3. De gronden van het hoger beroep
HSV heeft geen expliciet geformuleerde grieven aangevoerd. Zij voert klachten aan die moeten leiden tot ontvankelijkheid van het hoger beroep in weerwil van het appèlverbod en herbeoordeling van de geschillen. De eerste klacht heeft betrekking op het oordeel van de kantonrechter ten aanzien van het beroep op de nietigheid van huuropzegging en ontruimingsaanzegging; de tweede klacht op schending van het beginsel van hoor en wederhoor.
4.1. Het gaat in dit hoger beroep om het volgende.
4.1.1. Sedert 1979 huurt HSV van RBZ-O dan wel haar rechtsvoorgangster de schietbaanlocatie aan de Lage Dijk 33 te Helmond. Het gehuurde is een bedrijfsruimte als bedoeld in hoofdstuk VIA van de Huurwet.
4.1.2. In de aangetekend (zonder bericht van ontvangst) verzonden brief van 26 september 2001 schrijft RBZ-O aan HSV:
Hierbij bericht ik u dat de politie Brabant Zuid-Oost met ingang van 1 januari 2002 de huurovereenkomst met HSV de Helm opzegt. (...) Voor het maken van nadere afspraken verwijs ik u graag naar de heer (...).
4.1.3. In de brief van 21 december 2001 schrijft PBZ-O aan HSV onder meer:
Bij brief van 26 september 2001 (...)
Mede naar aanleiding van deze brief vond op 23 oktober 2001 een gesprek plaats (...)
In dit gesprek werden verder de volgende afspraken met uw vereniging gemaakt:
1. (...)
2. Formeel is de huur opgezegd per 1 januari 2002. De vereniging kan in 2002 tot nader order gebruik maken van de faciliteiten.
3. (...)
Op 12 december jl. vond een tweede gesprek plaats, (...)
Tijdens dit gesprek werden de volgende afspraken gemaakt:
1. De schietvereniging kan tot 1 juli 2002 gebruik maken van het IBT-centrum onder de voorwaarden zoals die volgens de huidige huurovereenkomst (die per 1 januari 2002 is geëindigd) gelden. Daarmee wordt de huurovereenkomst feitelijk voor de duur van een half jaar verlengd.
1. (...)
4.1.4. Bij brief van 23 januari 2002 schrijft HSV aan de RBZ-O onder meer:
Allereerst stelt het bestuur van voornoemde vereniging expliciet dat op 12 december 2001 geen afspraken zijn gemaakt, zoals vermeld in uw voornoemde schrijven, doch de onder ad 1. en 2. onder de aanhef "Tijdens dit gesprek werden de volgende afspraken gemaakt" zijn enkel eenzijdig gedane mededelingen van de zijde van uw politiekorps.

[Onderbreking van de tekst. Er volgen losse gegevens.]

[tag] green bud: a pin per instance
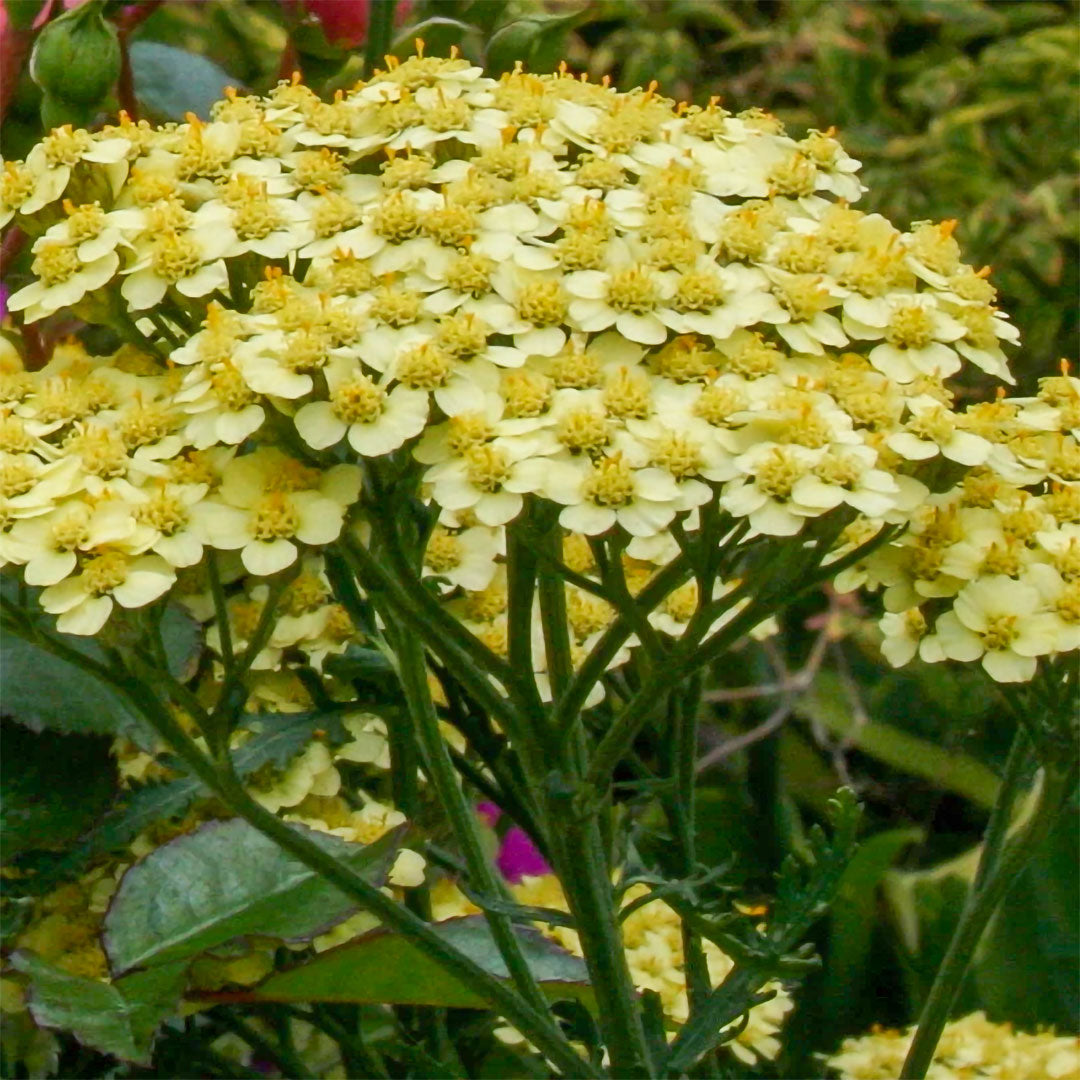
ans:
(77, 56)
(56, 111)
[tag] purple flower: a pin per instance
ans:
(518, 858)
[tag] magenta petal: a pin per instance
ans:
(518, 856)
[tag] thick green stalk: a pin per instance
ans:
(223, 781)
(414, 678)
(999, 867)
(581, 864)
(380, 30)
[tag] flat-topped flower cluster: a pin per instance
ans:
(535, 286)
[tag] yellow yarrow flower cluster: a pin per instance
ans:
(972, 1048)
(536, 286)
(989, 570)
(652, 939)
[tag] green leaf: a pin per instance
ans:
(952, 770)
(1037, 921)
(171, 82)
(383, 967)
(439, 35)
(183, 639)
(227, 880)
(536, 40)
(116, 1017)
(805, 887)
(52, 787)
(41, 690)
(851, 927)
(278, 739)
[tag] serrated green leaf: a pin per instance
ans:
(227, 880)
(52, 787)
(852, 921)
(171, 82)
(383, 967)
(117, 1017)
(41, 690)
(183, 639)
(279, 738)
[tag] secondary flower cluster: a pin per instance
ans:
(972, 1048)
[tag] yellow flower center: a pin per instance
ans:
(292, 475)
(802, 297)
(700, 291)
(146, 423)
(359, 401)
(55, 262)
(395, 307)
(471, 274)
(102, 451)
(718, 403)
(574, 368)
(462, 336)
(909, 327)
(65, 146)
(1001, 631)
(936, 424)
(444, 551)
(678, 454)
(628, 394)
(85, 221)
(230, 388)
(307, 593)
(632, 289)
(610, 483)
(396, 217)
(682, 603)
(486, 467)
(793, 177)
(525, 393)
(588, 615)
(410, 171)
(542, 301)
(426, 366)
(584, 431)
(334, 213)
(70, 531)
(486, 604)
(164, 512)
(778, 474)
(840, 470)
(319, 169)
(175, 256)
(105, 572)
(468, 429)
(274, 516)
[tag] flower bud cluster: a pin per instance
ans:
(973, 1048)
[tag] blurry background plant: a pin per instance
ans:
(960, 108)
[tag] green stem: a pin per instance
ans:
(684, 820)
(582, 867)
(1001, 863)
(569, 705)
(440, 769)
(220, 779)
(470, 670)
(556, 636)
(288, 1061)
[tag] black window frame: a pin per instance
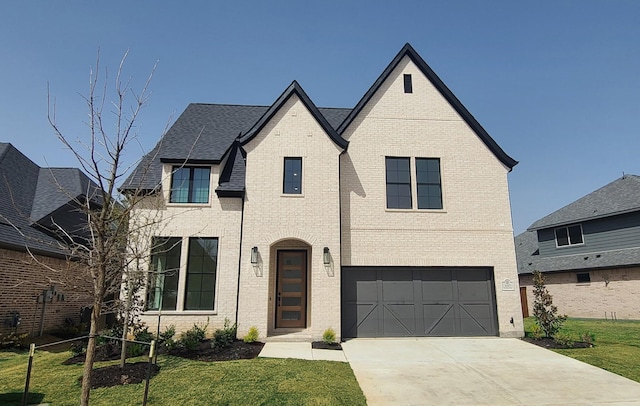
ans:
(191, 189)
(393, 183)
(428, 185)
(408, 83)
(164, 248)
(196, 271)
(583, 277)
(566, 237)
(290, 178)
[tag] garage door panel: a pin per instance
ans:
(439, 320)
(399, 320)
(418, 302)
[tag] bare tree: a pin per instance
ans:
(104, 246)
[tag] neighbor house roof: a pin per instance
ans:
(618, 197)
(205, 133)
(33, 198)
(529, 260)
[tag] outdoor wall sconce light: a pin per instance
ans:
(326, 257)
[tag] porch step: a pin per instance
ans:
(289, 338)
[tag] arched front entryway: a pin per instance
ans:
(289, 286)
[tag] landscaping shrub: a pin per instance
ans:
(252, 335)
(564, 339)
(329, 336)
(544, 311)
(225, 336)
(166, 338)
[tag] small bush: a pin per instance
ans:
(536, 332)
(329, 336)
(564, 339)
(166, 338)
(225, 336)
(587, 337)
(252, 335)
(13, 340)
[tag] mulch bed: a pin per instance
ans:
(137, 372)
(204, 352)
(547, 342)
(321, 345)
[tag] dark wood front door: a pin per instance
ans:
(291, 289)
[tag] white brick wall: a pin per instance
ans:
(473, 229)
(274, 221)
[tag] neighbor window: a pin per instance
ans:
(583, 277)
(428, 182)
(408, 86)
(164, 271)
(571, 235)
(190, 184)
(201, 273)
(398, 183)
(292, 176)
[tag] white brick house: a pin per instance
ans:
(388, 219)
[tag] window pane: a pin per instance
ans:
(292, 176)
(561, 237)
(428, 183)
(398, 183)
(163, 277)
(201, 273)
(575, 235)
(190, 185)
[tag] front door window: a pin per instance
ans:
(291, 289)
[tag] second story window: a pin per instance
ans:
(190, 184)
(398, 183)
(571, 235)
(292, 176)
(429, 185)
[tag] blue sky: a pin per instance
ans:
(555, 83)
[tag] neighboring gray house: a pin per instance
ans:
(589, 252)
(33, 260)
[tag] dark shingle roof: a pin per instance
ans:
(203, 134)
(30, 197)
(528, 259)
(408, 50)
(619, 196)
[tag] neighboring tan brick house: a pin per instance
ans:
(589, 252)
(37, 280)
(388, 219)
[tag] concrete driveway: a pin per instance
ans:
(479, 371)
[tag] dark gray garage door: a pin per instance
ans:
(405, 302)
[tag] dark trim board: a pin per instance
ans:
(418, 301)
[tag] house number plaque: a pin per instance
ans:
(508, 284)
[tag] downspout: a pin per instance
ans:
(239, 260)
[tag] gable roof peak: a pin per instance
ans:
(407, 50)
(294, 88)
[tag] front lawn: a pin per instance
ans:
(182, 381)
(616, 346)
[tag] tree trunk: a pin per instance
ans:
(90, 356)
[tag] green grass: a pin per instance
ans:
(616, 346)
(261, 381)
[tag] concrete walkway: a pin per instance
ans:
(300, 351)
(479, 371)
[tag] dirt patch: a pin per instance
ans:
(321, 345)
(204, 352)
(114, 375)
(547, 342)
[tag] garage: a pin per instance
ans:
(416, 302)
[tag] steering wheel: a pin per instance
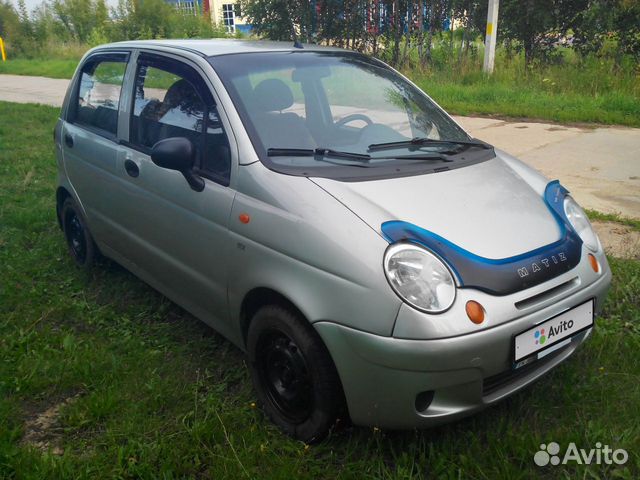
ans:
(352, 118)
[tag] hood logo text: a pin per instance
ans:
(545, 262)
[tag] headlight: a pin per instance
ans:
(580, 223)
(419, 277)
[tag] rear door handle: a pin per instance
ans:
(132, 168)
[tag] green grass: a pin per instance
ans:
(52, 67)
(159, 395)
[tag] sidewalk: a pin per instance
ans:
(600, 165)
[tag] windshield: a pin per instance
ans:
(312, 101)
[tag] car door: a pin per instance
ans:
(89, 135)
(173, 236)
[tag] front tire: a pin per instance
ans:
(294, 377)
(81, 246)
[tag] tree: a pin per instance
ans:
(80, 17)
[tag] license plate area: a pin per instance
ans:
(551, 334)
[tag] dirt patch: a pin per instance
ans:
(618, 240)
(42, 429)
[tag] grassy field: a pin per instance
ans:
(102, 377)
(595, 90)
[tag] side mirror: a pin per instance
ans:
(178, 153)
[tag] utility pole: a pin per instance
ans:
(490, 39)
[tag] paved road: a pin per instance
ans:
(600, 166)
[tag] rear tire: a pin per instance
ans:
(81, 246)
(293, 374)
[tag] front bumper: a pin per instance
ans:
(383, 377)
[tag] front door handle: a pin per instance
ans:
(132, 168)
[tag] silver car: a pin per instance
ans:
(326, 216)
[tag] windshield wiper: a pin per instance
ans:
(320, 153)
(418, 142)
(317, 152)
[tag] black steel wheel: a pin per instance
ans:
(79, 240)
(293, 374)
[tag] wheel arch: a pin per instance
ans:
(260, 297)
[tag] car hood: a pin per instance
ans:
(488, 209)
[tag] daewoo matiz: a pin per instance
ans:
(326, 216)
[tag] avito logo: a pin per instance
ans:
(541, 337)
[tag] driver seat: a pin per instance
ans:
(275, 127)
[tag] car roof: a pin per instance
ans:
(220, 46)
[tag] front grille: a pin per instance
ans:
(548, 294)
(498, 381)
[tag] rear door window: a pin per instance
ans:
(97, 98)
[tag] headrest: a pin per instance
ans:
(180, 93)
(272, 95)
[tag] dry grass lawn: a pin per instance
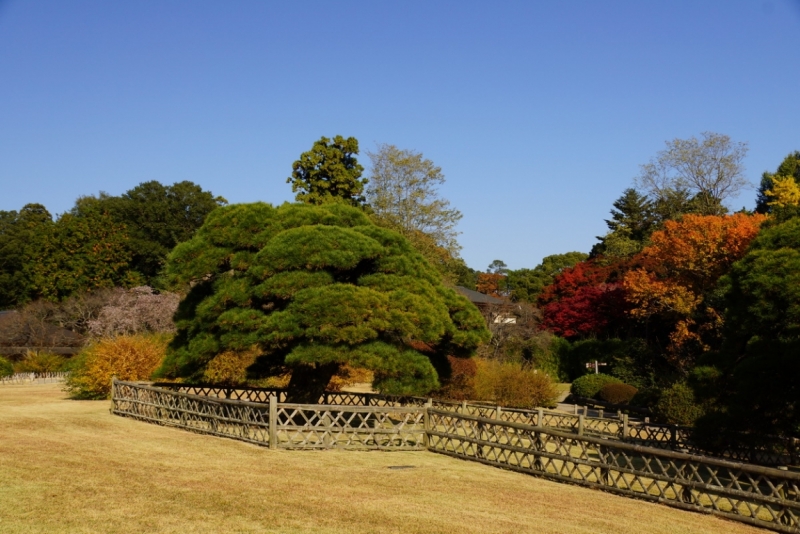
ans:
(70, 466)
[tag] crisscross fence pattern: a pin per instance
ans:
(753, 494)
(617, 426)
(275, 424)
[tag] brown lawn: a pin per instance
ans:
(70, 466)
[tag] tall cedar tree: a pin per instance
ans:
(314, 288)
(759, 364)
(328, 172)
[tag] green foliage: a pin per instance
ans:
(458, 379)
(53, 260)
(763, 288)
(589, 386)
(157, 217)
(23, 236)
(527, 284)
(633, 219)
(759, 395)
(513, 385)
(790, 166)
(617, 393)
(6, 368)
(41, 361)
(678, 405)
(548, 353)
(329, 171)
(315, 288)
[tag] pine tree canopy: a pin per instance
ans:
(313, 288)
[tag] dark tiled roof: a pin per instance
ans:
(478, 298)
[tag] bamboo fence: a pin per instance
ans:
(613, 426)
(553, 445)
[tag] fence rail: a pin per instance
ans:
(761, 496)
(34, 378)
(275, 424)
(614, 426)
(752, 494)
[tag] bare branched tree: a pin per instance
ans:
(710, 168)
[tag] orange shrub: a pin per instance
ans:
(460, 385)
(511, 384)
(133, 357)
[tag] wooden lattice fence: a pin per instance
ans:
(275, 424)
(616, 426)
(752, 494)
(556, 446)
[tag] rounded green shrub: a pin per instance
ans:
(617, 393)
(589, 386)
(6, 369)
(678, 405)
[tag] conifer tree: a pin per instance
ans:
(313, 288)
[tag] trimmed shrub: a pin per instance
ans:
(589, 386)
(511, 384)
(126, 357)
(229, 368)
(6, 369)
(40, 362)
(678, 405)
(617, 393)
(460, 384)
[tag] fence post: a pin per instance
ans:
(273, 422)
(426, 419)
(113, 390)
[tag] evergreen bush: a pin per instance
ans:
(617, 393)
(588, 386)
(6, 369)
(677, 405)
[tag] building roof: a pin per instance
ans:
(478, 298)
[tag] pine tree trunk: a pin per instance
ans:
(309, 382)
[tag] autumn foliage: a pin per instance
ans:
(681, 266)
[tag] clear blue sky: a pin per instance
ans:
(539, 113)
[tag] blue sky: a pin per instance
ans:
(538, 113)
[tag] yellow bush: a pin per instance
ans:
(510, 384)
(133, 357)
(38, 361)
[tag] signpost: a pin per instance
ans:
(596, 366)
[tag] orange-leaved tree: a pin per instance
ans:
(682, 266)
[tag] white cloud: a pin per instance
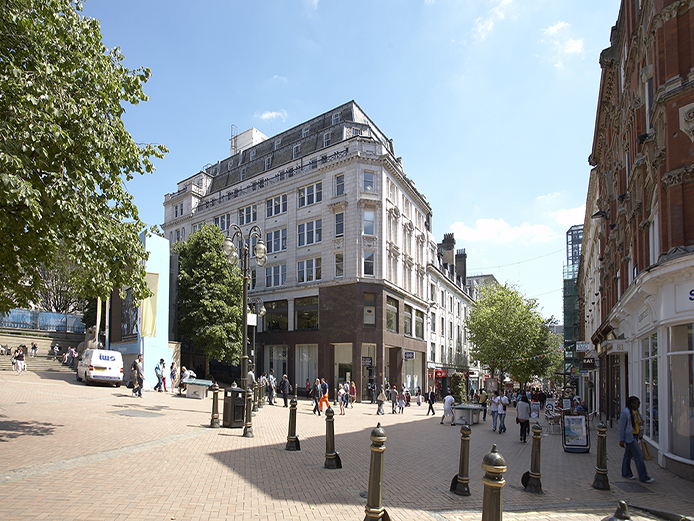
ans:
(563, 46)
(272, 115)
(571, 216)
(484, 25)
(499, 231)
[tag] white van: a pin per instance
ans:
(100, 365)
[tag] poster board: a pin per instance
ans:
(534, 409)
(575, 435)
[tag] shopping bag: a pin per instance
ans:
(646, 451)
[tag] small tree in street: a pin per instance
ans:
(209, 296)
(508, 333)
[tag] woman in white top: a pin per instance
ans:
(494, 409)
(503, 403)
(523, 417)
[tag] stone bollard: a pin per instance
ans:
(248, 423)
(461, 482)
(374, 502)
(494, 466)
(601, 482)
(534, 484)
(214, 422)
(332, 458)
(622, 512)
(292, 438)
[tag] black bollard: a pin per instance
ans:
(214, 422)
(461, 481)
(292, 438)
(332, 458)
(494, 466)
(601, 482)
(534, 484)
(374, 502)
(248, 423)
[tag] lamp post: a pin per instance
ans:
(232, 255)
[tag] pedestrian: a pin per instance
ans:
(523, 417)
(19, 363)
(494, 409)
(139, 375)
(431, 398)
(316, 392)
(172, 375)
(483, 403)
(401, 400)
(448, 402)
(159, 373)
(341, 398)
(630, 433)
(285, 389)
(325, 392)
(270, 387)
(503, 403)
(380, 399)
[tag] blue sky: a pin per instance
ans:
(490, 103)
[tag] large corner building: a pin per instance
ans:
(349, 249)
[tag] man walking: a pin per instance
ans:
(431, 398)
(159, 372)
(630, 433)
(139, 375)
(285, 389)
(483, 403)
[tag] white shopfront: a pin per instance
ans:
(656, 318)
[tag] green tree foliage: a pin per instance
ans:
(209, 296)
(65, 154)
(508, 333)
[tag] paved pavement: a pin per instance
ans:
(93, 453)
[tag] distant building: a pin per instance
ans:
(637, 272)
(350, 250)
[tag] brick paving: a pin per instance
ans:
(87, 453)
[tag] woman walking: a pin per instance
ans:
(523, 417)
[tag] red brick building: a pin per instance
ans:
(636, 280)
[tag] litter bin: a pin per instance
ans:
(234, 407)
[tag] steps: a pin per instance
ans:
(39, 363)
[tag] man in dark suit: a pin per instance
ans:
(431, 398)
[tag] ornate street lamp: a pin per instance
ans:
(233, 257)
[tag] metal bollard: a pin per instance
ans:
(601, 482)
(534, 484)
(214, 422)
(622, 512)
(494, 466)
(292, 438)
(332, 458)
(461, 482)
(374, 502)
(248, 424)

4.1.5. Bij verzoekschrift met de titel verzoek ex artikel 28c lid 1 juncto artikel 28d van de Huurwet (voor zover rechtens vereist) van 25 februari 2002 wendde HSV zich tot de kantonrechter met het verzoek:
PRIMAIR onderhavige huuropzegging d.d. 26 september 2001 nietig te verklaren, althans zijnde niet op enig rechtsgevolg gericht te verklaren;
SUBSIDIAIR de termijn waarin de verplichting van verzoekster om na het einde van de huur van de onroerende zaak/de schietbaanlocatie (...) te ontruimen, geschorst is, te verlengen tot één jaar, derhalve tot 1 maart 2003; (...)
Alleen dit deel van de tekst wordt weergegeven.